Inconformado, o INSS interpôs recurso (fls. 262/265), alegando que é indevida a conversão de tempo de serviço especial em comum após 28/05/1998, nos termos da Súmula nº 16, da Turma Nacional de Uniformização, e que é indevido o reconhecimento dos períodos de 02/07/1997 a 30/03/1999 e 29/06/2004 a 19/10/2005 como especial.

A 2ª Turma Recursal de Santa Catarina deu provimento ao recurso do INSS, nos seguintes termos:

"Trata-se de recurso do INSS objetivando a exclusão do reconhecimento das atividades especiais em 02.07.1997 a 30.03.1999 e 29.06.2004 a 19.10.2005. Argumenta a autarquia não ser possível o reconhecimento levado a efeito pela sentença porque os PPP das fls. 26/27 e 29/31 indicam que o nível de exposição ao agente ruído foi inferior ao limite mínimo exigido pela legislação de regência. Além disso, quanto à exposição a hidrocarbonetos aromáticos e radiações não ionizantes (solda), os formulários indicam a utilização de EPI's eficazes na neutralização da insalubridade. Defende o INSS, também, que a conversão de tempo especial em comum está limitada a 28.05.98, nos termos da súmula 16 da TNU.

(...).

O marco final de reconhecimento de labor especial, para fins de conversão em tempo de serviço comum, é 28/05/1998 (art. 28 da Lei 9.711/98).

No caso concreto, em relação ao período de 02.07.1997 a 30.03.1999, o PPP das fls. 26/27 indica que o autor trabalhou na empresa Multibrás S.A. Eletrodomésticos, na função de mecânico de manutenção, sob exposição a ruído de 81 a 89 dB(A) (o que foi confirmado pelo laudo técnico da fl. 228), hidrocarbonetos aromáticos e radiações não ionizantes (solda). Para o contato com hidrocarbonetos e radiações, como consta informação no PPP das fls. 26/27 de que EPI eficazes foram utilizados pelo autor, não é possível o reconhecimento da especialidade pretendida.
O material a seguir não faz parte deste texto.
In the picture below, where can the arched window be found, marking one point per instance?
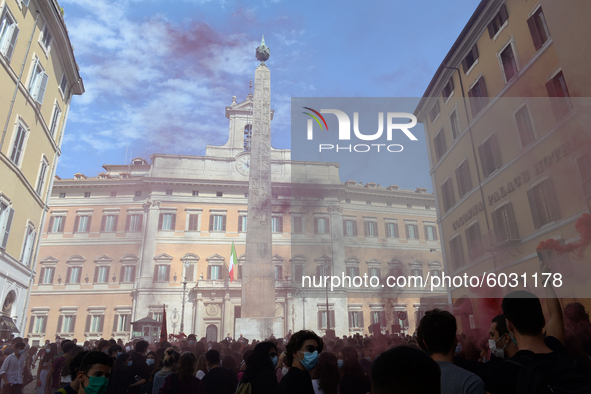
(247, 137)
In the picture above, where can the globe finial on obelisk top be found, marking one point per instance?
(263, 52)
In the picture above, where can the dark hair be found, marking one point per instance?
(93, 358)
(67, 346)
(407, 370)
(437, 331)
(201, 363)
(500, 325)
(171, 356)
(327, 373)
(186, 368)
(141, 346)
(121, 362)
(229, 362)
(75, 364)
(524, 311)
(213, 356)
(114, 348)
(351, 366)
(575, 313)
(297, 341)
(259, 361)
(103, 343)
(52, 352)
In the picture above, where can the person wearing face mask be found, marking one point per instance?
(139, 367)
(218, 380)
(326, 376)
(121, 376)
(540, 356)
(436, 335)
(302, 353)
(93, 374)
(353, 378)
(260, 369)
(11, 371)
(45, 366)
(115, 351)
(501, 347)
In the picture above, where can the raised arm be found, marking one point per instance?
(555, 324)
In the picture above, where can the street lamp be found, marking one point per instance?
(186, 264)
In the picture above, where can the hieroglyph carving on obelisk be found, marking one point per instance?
(258, 279)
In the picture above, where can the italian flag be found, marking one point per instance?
(233, 262)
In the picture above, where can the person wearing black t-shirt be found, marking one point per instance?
(218, 380)
(302, 354)
(525, 322)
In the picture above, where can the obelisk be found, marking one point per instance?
(258, 276)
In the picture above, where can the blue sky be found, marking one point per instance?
(158, 74)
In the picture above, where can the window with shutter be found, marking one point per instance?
(440, 144)
(457, 252)
(434, 112)
(454, 124)
(18, 145)
(430, 232)
(470, 59)
(448, 195)
(489, 156)
(474, 241)
(42, 173)
(463, 178)
(504, 224)
(478, 97)
(524, 127)
(538, 28)
(217, 223)
(27, 252)
(508, 62)
(543, 203)
(297, 224)
(8, 33)
(560, 98)
(277, 224)
(298, 273)
(190, 273)
(193, 220)
(498, 21)
(168, 221)
(55, 117)
(448, 89)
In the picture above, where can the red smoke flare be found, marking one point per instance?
(583, 227)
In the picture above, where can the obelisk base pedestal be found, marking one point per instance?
(259, 328)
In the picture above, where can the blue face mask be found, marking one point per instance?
(96, 385)
(310, 360)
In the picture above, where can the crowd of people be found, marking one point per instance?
(522, 353)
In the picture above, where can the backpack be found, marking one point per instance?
(560, 375)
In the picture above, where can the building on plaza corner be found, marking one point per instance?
(34, 105)
(118, 246)
(509, 154)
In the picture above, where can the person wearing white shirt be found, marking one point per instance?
(11, 371)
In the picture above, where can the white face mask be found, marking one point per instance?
(492, 344)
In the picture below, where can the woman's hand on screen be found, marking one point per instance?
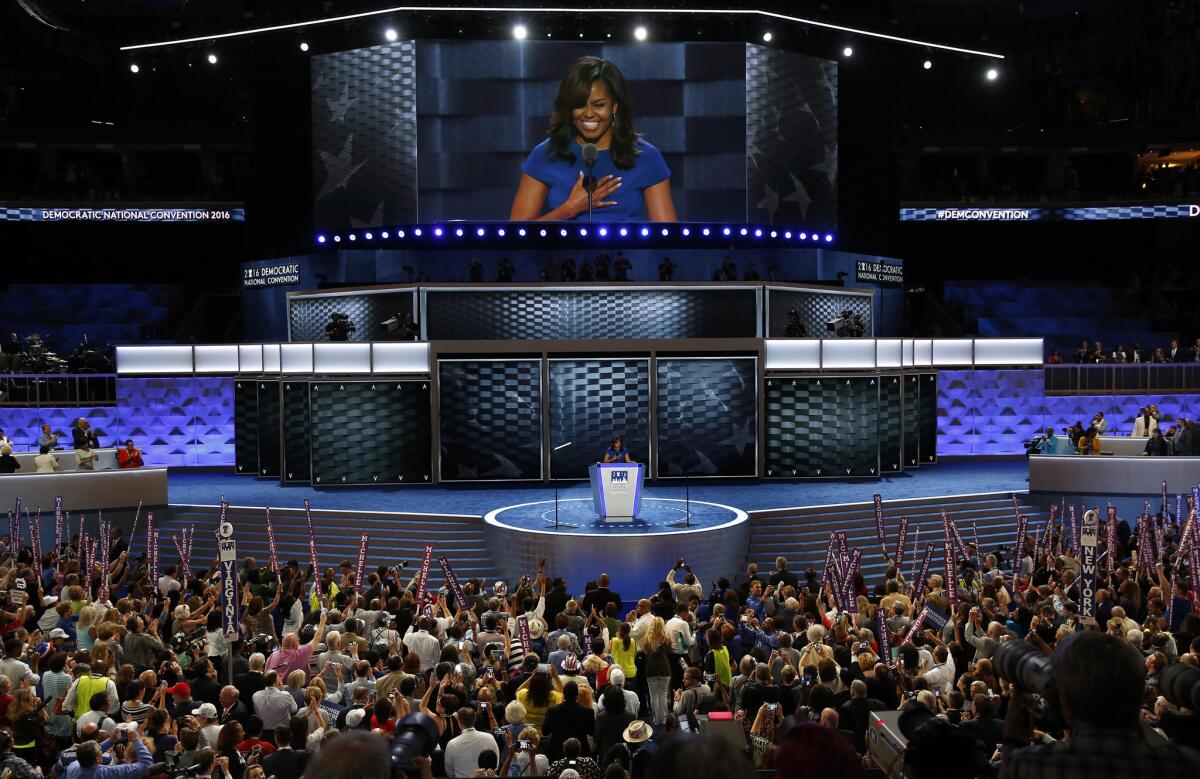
(577, 201)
Embora, em relação ao ruído, o uso de EPI não afaste a especialidade, no caso concreto não é possível o reconhecimento de atividade especial porque a legislação em vigor na época da atividade (Decreto 2.172/97) exigia que o contato com tal agente fosse superior a 90 decibéis. Vale aqui salientar, conforme já fundamentado acima, que o entendimento ora adotado é no sentido de que não há falar em aplicação retroativa da legislação mais beneficia ao segurado, mas sim o de que a legislação que deve regular os casos de contato com o ruído é aquela em vigor na época da prestação do serviço. Ressalto, também, que provavelmente conste também no laudo a eficácia dos EPI's, mas isso não pode ser constatado no caso concreto porque o autor não juntou todas as páginas do laudo que analisavam o seu cargo (da fl. 19 do laudo - fl. 228 dos autos, passa-se à fl. 187 do laudo - fl. 229 dos autos).

Em relação ao período de 29.06.2004 a 19.10.2005, o PPP das fls. 29/30 indica contato com ruído de 83,2 dB(A), radiação não-ionizante e hidrocarbonetos aromáticos. Em relação aos hidrocarbonetos e à radiação, não é possível o reconhecimento da especialidade das atividades porque o PPP noticia a utilização de EPI eficaz, o que o laudo confirma (fl. 240), além de apontar que o contato era eventual. Quanto ao ruído, tanto o PPP das fls. 29/30 como o laudo técnico referido, indicaram exposição de 83,2 dB(A). Considerando que o Decreto previdenciário em vigor na época das atividades (Decreto 4.882, de 18 de novembro de 2003) previu como especial o trabalho sob contato com ruído superior a 85 decibéis não é possível o reconhecimento pretendido pelo autor.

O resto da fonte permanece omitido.